Here’s what I’ve come up with so far. Any ideas and suggestions welcome:
Focus on cycling as convenient, fun, and a way to go on adventures to great places (see video above)
Advertising on the Bakfiets (I don’t mind carrying an advert if I can take it off again later)
Running tours? (Possibly english speaking)
Two adverts in the shop window so commuters and bus passengers see them, mostly about hopw much more fun it is to use a bike, and how much money you save over cars. Again: convenience and adventure.
Aim to be proficient in a range of maintenance tasks by next summer, so I can take a ‘mobile workshop’ (Bakfiets again) to local markets and fix bikes there.
Do checkups for schools and cycle courses.
Run repair classes.
Host evenings for environment groups and cycle groups.
Start selling clothes and bagy, not (just) for cyclists, more adventurewear, travelwear.
Change displays to show fun, convenience, adventure, not bike parts: move bike parts behind counter and more accesible things in front.
Move old used bikes away from the door (they look really tatty and they don’t sell very well). Maybe even ask their owners to take them back home.

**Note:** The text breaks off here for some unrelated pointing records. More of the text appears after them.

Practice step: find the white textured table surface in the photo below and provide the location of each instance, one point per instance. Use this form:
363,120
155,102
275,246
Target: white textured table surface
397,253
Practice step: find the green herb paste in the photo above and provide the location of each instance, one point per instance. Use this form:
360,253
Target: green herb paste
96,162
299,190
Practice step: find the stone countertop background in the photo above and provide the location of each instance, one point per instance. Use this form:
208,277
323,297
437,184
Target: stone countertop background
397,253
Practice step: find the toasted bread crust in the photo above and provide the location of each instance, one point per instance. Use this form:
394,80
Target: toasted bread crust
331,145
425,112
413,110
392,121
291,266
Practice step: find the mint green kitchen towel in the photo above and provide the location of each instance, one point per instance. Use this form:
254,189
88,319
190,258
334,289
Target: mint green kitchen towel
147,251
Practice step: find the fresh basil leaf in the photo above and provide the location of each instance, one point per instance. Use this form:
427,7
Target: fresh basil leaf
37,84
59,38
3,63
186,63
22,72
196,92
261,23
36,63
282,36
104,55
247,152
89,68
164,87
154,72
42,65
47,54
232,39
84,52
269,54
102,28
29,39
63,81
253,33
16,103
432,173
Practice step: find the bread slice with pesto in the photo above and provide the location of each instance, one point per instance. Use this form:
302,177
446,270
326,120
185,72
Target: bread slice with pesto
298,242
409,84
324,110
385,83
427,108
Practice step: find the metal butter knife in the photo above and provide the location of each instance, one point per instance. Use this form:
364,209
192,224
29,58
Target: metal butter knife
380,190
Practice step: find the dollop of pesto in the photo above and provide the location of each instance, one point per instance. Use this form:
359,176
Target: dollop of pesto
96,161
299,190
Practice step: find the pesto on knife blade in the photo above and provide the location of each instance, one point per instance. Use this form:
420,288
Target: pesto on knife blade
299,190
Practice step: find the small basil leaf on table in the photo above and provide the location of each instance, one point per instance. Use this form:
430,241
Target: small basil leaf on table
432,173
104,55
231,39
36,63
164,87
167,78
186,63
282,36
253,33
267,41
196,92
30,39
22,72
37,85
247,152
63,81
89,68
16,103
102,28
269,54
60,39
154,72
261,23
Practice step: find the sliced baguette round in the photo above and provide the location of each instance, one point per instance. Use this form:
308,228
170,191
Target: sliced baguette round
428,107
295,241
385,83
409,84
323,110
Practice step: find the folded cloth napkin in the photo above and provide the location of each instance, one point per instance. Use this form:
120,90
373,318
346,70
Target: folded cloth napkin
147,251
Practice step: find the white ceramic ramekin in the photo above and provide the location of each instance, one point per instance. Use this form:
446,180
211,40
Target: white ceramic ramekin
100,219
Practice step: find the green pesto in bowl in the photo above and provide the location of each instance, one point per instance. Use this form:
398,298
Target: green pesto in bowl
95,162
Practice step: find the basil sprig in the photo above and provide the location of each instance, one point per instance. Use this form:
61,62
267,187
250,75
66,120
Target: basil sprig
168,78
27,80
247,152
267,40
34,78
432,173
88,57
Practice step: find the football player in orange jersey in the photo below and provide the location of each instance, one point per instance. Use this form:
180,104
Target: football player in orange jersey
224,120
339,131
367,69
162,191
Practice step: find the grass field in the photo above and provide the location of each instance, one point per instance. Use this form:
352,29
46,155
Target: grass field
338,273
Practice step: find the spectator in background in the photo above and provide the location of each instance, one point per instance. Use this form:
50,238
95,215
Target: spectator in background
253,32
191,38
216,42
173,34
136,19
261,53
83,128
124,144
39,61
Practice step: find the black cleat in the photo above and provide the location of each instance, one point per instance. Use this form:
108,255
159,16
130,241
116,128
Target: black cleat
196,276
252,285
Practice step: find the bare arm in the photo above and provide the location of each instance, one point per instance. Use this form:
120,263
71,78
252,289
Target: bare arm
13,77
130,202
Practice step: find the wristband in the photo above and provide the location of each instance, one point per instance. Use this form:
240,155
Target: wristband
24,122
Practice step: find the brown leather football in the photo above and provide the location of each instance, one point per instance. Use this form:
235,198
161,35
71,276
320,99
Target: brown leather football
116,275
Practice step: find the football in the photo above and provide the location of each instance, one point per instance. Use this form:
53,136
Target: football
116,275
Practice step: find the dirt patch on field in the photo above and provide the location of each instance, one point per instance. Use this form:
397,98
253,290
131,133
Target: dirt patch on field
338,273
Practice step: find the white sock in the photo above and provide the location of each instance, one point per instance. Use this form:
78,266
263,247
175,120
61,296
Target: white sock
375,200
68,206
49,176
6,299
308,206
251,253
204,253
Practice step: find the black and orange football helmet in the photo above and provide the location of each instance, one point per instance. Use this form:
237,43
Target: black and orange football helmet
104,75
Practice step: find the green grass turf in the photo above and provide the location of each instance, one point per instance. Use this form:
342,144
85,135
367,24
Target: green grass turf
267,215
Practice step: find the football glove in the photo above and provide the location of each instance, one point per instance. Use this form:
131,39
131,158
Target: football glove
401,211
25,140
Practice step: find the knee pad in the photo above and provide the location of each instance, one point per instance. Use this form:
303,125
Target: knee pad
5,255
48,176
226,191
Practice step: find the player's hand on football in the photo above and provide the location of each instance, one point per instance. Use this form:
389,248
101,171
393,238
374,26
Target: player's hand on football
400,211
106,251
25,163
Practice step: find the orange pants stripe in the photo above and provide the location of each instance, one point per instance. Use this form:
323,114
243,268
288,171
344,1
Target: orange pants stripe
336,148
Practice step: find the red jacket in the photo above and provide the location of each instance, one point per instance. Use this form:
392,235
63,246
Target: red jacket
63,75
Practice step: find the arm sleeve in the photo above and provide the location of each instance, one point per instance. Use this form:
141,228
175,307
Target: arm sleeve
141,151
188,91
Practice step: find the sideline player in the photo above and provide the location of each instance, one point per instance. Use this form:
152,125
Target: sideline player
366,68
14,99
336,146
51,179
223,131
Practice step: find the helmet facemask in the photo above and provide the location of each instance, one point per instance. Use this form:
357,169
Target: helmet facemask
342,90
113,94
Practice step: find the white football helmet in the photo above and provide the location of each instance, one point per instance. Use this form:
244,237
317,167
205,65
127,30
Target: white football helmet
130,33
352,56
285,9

We can’t afford a lot of bikes, so really allow a lot ofdisplay space for the ones we have so they look really good. Have four areas: Family, Transport, Travel and Fun, with one or two bikes in each, possibly even set up with bags and things so people get an idea, this also this means we are saving space.
For display signs, hand paint signs on wood to give a natural feel. (I knew that set painting in the theatre diploma would be handy one day)
Use the whole front area for this and clothes, not repaired bikes like we do now…
Have a clear area to store repaired bikes, with a (wooden) sign.
Get rid of the massive junk piles behind the counter and use the space for bikes awaiting repair.
Tidy up back room for storing dead/long term bikes
Use old canvasses left by previous shop and make road signs for exotic places (set painting again).
Basically, focus on convenience, adventure and travel.
Any other ideas from anyone?
Pedelec in Würzburg. The sticker in the back window translates as: “How many cars do people need?”
Apparently they are made by a German company and are a battery/pedal hybrid.
Personally I’d go for a pedal-only huneligger, but I still like the look of it.